Jumat (31/08/2018) FKKM mengundang Perkumpulan Wallacea (Wahana Lingkungan Lestari Cellebes Area) untuk menjadi narasumber diskusi mengenai kerja sama multi pihak Kompleks Danau Malili, Luwu Timur bersama dengan lembaga – lembaga lainnya. Diskusi diselenggarakan di kantor FKKM, Jl. Sedap Malam Raya no.4, Yasmin Bogor. Diskusi ini merupakan salah satu diskusi reguler yang diadakan FKKM.

Basri Andang selaku direktur eksekutif wallacea memaparkan bahwa wallacea ingin membuat kerjasama bersama masyarakat dan pemerintah daerah untuk menjujung potensi yang ada di danau malili ini. Lanskap danau malili memiliki keunikan yang khas yaitu berupa danau yang bertingkat yang meliputi danau matano, danau mahalona dan danau towuti. Danau – danau tersebut menyimpan banyak kekayaan seperti jenis ikan endemik, artefak peninggalan sejarah dan potensi ekowisata. Kawasan lanskap danau malili ini termasuk ke dalam kawasan Taman Wisata Alam (TWA). Akan tetapi pengelolaan TWA ini kurang dimaksimalkan oleh BKSDA dan juga pemerintah daerah yang masih kurang peduli dengan kawasan danau ini.

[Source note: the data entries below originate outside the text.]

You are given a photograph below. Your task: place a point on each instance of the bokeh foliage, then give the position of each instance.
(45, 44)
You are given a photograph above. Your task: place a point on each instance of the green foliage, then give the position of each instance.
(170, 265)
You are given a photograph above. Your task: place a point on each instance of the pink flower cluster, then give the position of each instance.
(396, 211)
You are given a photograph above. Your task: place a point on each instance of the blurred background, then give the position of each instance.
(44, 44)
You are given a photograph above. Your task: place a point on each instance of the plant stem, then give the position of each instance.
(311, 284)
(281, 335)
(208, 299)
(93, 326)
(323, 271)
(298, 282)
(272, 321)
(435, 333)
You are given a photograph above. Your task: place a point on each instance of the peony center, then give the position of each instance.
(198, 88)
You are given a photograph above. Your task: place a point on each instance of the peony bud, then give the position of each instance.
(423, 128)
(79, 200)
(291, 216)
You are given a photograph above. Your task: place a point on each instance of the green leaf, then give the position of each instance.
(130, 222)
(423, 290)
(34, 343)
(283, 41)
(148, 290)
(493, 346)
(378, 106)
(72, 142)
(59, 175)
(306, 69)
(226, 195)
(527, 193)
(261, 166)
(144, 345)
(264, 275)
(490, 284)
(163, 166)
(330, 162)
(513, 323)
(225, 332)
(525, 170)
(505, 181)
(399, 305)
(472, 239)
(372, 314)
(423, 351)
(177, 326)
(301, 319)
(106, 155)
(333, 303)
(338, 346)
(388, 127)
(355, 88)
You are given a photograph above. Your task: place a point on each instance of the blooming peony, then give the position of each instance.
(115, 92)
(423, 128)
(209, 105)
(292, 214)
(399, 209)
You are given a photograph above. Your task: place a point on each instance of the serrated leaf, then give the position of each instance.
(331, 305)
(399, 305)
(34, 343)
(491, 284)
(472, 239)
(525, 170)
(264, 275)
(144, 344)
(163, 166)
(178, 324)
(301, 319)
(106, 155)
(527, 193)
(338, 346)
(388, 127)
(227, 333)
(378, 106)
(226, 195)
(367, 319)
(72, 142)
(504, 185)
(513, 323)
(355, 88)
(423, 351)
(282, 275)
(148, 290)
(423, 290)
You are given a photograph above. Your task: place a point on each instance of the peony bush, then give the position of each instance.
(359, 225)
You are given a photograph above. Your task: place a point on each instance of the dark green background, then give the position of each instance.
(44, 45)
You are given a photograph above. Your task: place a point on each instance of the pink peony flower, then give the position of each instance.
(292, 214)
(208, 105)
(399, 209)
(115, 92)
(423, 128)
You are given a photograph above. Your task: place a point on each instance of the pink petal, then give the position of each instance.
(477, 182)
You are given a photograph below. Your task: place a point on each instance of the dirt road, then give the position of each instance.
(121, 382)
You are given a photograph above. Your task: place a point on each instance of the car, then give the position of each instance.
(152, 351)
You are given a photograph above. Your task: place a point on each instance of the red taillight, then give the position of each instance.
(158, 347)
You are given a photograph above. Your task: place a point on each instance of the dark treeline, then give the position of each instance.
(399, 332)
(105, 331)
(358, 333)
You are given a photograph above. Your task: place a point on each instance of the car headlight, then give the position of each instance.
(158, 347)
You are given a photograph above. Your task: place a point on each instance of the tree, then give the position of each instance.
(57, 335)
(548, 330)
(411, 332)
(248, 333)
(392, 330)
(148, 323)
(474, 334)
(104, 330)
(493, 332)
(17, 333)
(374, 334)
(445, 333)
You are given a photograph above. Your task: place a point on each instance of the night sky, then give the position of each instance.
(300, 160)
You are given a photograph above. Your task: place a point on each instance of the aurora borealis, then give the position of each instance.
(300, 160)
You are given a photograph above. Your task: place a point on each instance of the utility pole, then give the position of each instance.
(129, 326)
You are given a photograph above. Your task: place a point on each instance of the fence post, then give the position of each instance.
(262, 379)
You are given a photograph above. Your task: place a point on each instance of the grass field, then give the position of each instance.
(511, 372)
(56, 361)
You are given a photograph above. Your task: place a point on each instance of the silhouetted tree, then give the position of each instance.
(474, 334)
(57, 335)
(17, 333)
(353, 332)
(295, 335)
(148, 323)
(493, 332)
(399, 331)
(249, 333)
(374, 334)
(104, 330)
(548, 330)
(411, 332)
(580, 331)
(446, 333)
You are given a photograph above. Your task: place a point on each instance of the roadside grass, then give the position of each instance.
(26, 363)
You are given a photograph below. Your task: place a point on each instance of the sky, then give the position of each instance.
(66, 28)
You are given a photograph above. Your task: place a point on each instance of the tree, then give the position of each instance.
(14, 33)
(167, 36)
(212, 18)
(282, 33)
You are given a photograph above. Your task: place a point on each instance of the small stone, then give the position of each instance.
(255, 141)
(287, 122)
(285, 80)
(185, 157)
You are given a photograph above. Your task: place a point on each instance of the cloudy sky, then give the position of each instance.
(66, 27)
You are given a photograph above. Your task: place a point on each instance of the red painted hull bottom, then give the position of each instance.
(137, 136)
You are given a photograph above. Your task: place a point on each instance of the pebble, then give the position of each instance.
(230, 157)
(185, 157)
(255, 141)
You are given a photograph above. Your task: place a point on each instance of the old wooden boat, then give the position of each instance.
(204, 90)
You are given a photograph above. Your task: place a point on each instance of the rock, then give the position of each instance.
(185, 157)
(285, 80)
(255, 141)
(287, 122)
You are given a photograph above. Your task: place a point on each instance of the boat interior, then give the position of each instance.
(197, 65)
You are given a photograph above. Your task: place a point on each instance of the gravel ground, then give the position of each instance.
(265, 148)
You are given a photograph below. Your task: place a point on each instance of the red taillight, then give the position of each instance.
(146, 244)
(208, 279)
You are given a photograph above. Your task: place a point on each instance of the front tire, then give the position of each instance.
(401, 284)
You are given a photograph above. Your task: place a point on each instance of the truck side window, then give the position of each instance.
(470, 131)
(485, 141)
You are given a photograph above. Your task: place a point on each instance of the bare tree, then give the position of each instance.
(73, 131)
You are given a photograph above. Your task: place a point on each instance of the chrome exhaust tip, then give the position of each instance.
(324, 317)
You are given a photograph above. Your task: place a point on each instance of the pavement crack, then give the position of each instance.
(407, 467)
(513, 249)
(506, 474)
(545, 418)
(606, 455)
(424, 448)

Perkumpulan Wallacea mencoba untuk membuat kerja sama bersama multipihak antara  masyarakat, BKSDA, dan pemerintah daerah yang ada di  Pallopo, Sulawsi Selatan. Dalam diskusi Basri Andang menkankan bahwa  pemanfaatan danau tidak hanya dilakukan pada badan danau saja melainkan juga terhadap lingkungan sekitar danau. Terdapat  4 desa yang nantinya akan di ajak kerjasama dalam kerjasama multipihak ini. Masalah yang terbesar dalam hal ini adalah BKSDA dan Pemerintah daerah yang kurang mengeksplorasi hasil alam dari kawasan danau ini. Padahal di dalam kawasan ini sudah ada wisatawan yang masuk dan berwisata di tempat ini. Dibalik potensi yang ada di kawasan danau malili ini ada juga ancaman yang meliputi hilangnya jenis-jenis dan degradasi keanekaragaman hayati. Selain itu, masyarakat masih tertarik untuk menanam merica dan belum tertarik dengan menanam pohon. Perkumpulan wallacea menawarkan bibit pohon kepada masyarakat agar kelak nantinya apabila harga merica kurang baik masyarakat masih ada harapan terhadap pohon. Selain itu juga Pohon akan selalu menyuplai sumber air kepada masyarakat. Permasalahan utama yang di paparkan dalam diskusi mengarah pada 2 hal yaitu ketidaktahuan semua pihak terhadap nilai potensi yang ada di kawasan danau malili dan kurangnya ketertarikan masyarakat terhadap pengembangan potensi wisata di daerah tersebut.

 

Siti Nurliza, salah satu peserta diskusi merespon bahwa harus ada penelitian nilai dari jasa lingkungan yang dihasilkan oleh danau agar pemerintah tahu bahwa daerah tersebut memiliki kekayaan yang harus dipertahankan keberadaanya sehingga pemerintah mau berperan aktif dan mendukung hal yang berkaitan dengan kawasan ini.  Selain itu peserta diskusi lain, Teguh menyatakan bahwa apabila pengembangan wisata hanya mengandalkan berupa objek wisata kecil seperti spot foto itu hanya akan berdampak kecil kepada masyarakat. Akan tetapi apabila pengembangan potensi wisata didasarkan pada potensi ciri khas utama daerah tersebut seperti ikan purba, danau terdalam di dunia, dan adanya nilai-nilai sejarah. Hal-hal tersebut lah yang akan mendatangkan  peneliti, ahli sejarah, dan tokoh berpengaruh yang secara tidak langsung akan mendatangkan wisatawan baik lokal dan internasional.